Элси опустила ложку, и суп вылился обратно в тарелку.
– В самом деле? Так долго? Странно, очень странно. Хотела бы я знать, почему так получилось?
– Здесь было много слуг, да они все померли, я думаю. В старину. Господам не нравилось здесь жить. Я слыхала разговоры в деревне – что-то насчет скелета, который здесь выкопали при короле Георге. Скелет в парке! Представить только!
Парк и сам выглядел таким безжизненным, что это известие даже не слишком удивило Элси.
– Неужели! Ты, полагаю, росла здесь, в деревне, в Фейфорде?
Скрипучий смех заставил ее подскочить. Служанка откинула назад голову и хохотала, как вульгарная женщина в музыкальном театре.
Это недопустимо – это совершенно недопустимо.
– Чем я тебя насмешила, Мейбл? – сухо спросила она.
– Господь с вами, мэм, – уголком передника Мейбл промокнула глаза. – Никто из деревенских здесь не работает.
– С чего бы это?
– Боятся они этого места. До смерти боятся.
Что-то сдавило ей горло. Предубеждение? Дурное предчувствие? Как бы то ни было, нельзя, чтобы Мейбл заметила ее состояние.

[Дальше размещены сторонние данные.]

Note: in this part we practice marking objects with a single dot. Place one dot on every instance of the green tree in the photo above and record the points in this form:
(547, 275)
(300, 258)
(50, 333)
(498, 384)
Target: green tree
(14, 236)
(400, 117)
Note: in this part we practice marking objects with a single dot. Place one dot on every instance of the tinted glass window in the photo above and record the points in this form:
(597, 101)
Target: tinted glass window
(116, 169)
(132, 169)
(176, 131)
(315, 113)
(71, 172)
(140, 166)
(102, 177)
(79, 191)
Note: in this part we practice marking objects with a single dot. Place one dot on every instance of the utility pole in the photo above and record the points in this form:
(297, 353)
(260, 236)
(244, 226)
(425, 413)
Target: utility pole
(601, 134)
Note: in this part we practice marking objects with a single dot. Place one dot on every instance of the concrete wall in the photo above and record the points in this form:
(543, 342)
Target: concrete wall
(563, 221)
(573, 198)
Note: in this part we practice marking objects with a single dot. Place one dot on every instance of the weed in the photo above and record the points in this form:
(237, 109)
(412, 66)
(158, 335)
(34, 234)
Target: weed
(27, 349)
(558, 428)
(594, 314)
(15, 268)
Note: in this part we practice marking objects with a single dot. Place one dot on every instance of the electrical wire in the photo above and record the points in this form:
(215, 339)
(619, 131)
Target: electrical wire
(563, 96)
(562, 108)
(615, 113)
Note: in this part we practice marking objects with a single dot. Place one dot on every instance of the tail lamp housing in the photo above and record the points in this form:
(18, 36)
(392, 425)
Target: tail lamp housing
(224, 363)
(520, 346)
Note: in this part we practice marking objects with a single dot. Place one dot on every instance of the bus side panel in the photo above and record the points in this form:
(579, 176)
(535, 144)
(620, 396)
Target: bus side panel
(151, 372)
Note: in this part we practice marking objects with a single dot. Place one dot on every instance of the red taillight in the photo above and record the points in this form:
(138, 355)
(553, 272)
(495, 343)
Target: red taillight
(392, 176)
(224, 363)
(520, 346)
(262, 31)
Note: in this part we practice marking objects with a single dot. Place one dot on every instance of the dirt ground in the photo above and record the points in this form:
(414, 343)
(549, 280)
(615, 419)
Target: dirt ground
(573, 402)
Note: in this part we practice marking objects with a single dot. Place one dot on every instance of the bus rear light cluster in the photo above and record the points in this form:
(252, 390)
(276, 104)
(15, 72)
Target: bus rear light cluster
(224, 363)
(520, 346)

– Что ж, должна сказать, что это очень глупо. Ведь это был всего-навсего скелет. Бояться нечего, не так ли? – Мейбл пожала плечами. – Ступай, Мейбл.
– Слушаюсь, мэм, – она развернулась без реверанса, прикрутила лампу и вышла, не потрудившись затворить за собой дверь.
– Мейбл! – окликнула Элси. – Вы по ошибке оставили меня без света, я не вижу…
Но – Элси слышала – Мейбл уже тяжело топала вниз по лестнице.
* * *
Никто не явился, чтобы закрыть дверь или унести еду. Потеряв надежду, Элси поставила на пол поднос с нетронутым ужином и вновь упала на подушки.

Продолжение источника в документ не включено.